Long-read sequencing technologies have considerably improved the Lcu assembly by allowing us to sequence through the many repeat-heavy regions, correcting orientation and scaffold order, and pulling apart collapsed regions. Further exploration of long-read data will greatly facilitate our understanding of the variation outside the genic regions in both cultivated lentil and its wild relatives and enhance our ability to harness adaptive variation lurking in the dark corners of the Lens genepool. It will also help better resolve quantitative trait loci (QTL) and facilitate the design of markers useful for marker-assisted selection. Emerging research suggests that, like SNPs, structural variations are not evenly distributed throughout plant genomes, but instead elevated in regions of high recombination where uneven crossing over is most likely to occur. It has been hypothesized that many structural variants that segregate in wild taxa are fixed during domestication. Understanding lentil phenotypes in the context of these structural variations will help us design better crossing strategies for harnessing existing variation.

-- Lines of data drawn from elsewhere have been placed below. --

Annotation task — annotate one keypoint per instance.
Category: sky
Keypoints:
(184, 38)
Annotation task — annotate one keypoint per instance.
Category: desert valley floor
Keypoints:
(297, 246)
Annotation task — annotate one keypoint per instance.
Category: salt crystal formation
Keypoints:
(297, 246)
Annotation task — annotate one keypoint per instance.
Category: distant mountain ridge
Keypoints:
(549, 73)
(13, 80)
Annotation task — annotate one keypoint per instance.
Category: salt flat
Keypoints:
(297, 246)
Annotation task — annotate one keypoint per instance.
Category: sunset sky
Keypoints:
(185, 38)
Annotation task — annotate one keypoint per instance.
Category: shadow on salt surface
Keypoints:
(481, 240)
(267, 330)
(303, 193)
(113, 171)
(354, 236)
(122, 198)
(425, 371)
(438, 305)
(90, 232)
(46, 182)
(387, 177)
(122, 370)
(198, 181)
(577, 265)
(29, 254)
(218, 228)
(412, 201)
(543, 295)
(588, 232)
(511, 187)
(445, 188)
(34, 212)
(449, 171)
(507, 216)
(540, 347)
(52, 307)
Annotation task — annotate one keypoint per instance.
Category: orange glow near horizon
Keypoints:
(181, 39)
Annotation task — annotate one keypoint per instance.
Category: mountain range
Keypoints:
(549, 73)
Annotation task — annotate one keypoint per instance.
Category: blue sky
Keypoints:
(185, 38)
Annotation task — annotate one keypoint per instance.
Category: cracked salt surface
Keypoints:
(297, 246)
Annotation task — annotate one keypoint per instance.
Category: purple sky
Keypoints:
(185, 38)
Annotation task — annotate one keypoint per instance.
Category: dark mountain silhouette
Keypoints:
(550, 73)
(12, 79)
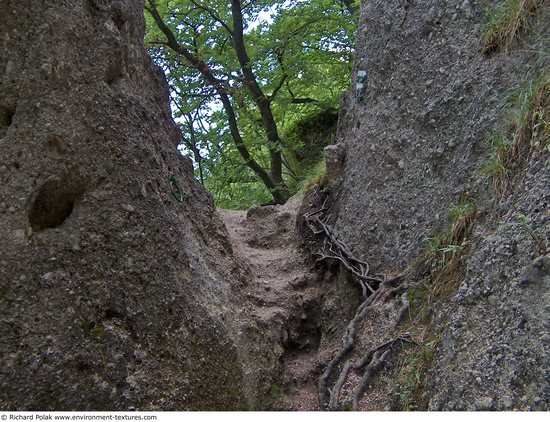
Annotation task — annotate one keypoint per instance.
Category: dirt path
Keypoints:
(282, 295)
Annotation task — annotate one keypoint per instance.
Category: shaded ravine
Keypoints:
(282, 296)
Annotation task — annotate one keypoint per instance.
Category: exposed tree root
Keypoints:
(376, 359)
(375, 288)
(338, 250)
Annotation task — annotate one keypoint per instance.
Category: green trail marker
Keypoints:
(176, 189)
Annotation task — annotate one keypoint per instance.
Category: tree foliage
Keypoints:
(250, 62)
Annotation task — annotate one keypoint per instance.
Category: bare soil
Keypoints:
(282, 294)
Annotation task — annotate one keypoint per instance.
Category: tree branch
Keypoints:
(213, 15)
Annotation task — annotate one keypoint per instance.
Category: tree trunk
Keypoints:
(273, 182)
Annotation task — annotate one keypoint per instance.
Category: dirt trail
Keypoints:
(282, 294)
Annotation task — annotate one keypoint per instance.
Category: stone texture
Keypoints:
(415, 141)
(113, 295)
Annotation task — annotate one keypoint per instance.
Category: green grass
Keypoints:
(316, 175)
(528, 131)
(505, 22)
(414, 365)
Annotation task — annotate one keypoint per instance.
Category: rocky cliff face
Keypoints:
(118, 288)
(414, 128)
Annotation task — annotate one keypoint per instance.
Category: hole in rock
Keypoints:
(54, 202)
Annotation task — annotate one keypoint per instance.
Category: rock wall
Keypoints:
(414, 127)
(113, 293)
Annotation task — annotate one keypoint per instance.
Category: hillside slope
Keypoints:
(116, 292)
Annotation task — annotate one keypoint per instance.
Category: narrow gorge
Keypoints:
(415, 275)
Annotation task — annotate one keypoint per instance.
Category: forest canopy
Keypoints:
(254, 87)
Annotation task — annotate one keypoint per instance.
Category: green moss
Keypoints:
(317, 175)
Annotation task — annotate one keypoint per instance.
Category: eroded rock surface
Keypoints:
(113, 294)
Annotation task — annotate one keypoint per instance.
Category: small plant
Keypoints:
(444, 249)
(505, 22)
(414, 366)
(498, 166)
(315, 176)
(528, 131)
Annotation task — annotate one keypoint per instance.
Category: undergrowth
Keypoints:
(316, 175)
(505, 22)
(443, 265)
(528, 132)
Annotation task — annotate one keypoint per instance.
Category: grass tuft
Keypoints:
(528, 131)
(505, 22)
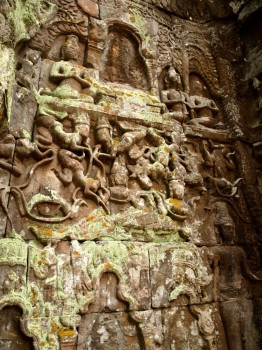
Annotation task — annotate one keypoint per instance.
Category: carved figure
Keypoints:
(49, 129)
(202, 109)
(173, 96)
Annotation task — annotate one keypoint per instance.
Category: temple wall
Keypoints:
(130, 175)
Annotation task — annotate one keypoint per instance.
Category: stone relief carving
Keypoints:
(123, 210)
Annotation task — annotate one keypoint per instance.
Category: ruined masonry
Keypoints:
(130, 175)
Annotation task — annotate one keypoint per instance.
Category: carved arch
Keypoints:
(122, 61)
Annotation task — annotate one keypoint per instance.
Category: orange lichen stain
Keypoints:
(54, 326)
(42, 261)
(175, 202)
(62, 230)
(76, 254)
(90, 218)
(108, 265)
(45, 232)
(35, 312)
(66, 332)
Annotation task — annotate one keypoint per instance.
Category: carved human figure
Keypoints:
(49, 129)
(25, 68)
(104, 134)
(173, 96)
(203, 110)
(73, 171)
(206, 325)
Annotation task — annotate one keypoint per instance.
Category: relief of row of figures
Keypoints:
(113, 163)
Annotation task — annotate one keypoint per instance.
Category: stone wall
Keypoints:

In this study we are focusing on generating improved genome assemblies for all Lens species to provide a solid basis for ongoing research. This includes additional data generation using new technologies such as PacBio Hifi, fine-tuning our existing long-read genome assembly workflow and leveraging information from other cool season legumes. Our initial goal was to collect at least 50X whole genome coverage for each genome and to assemble them independently.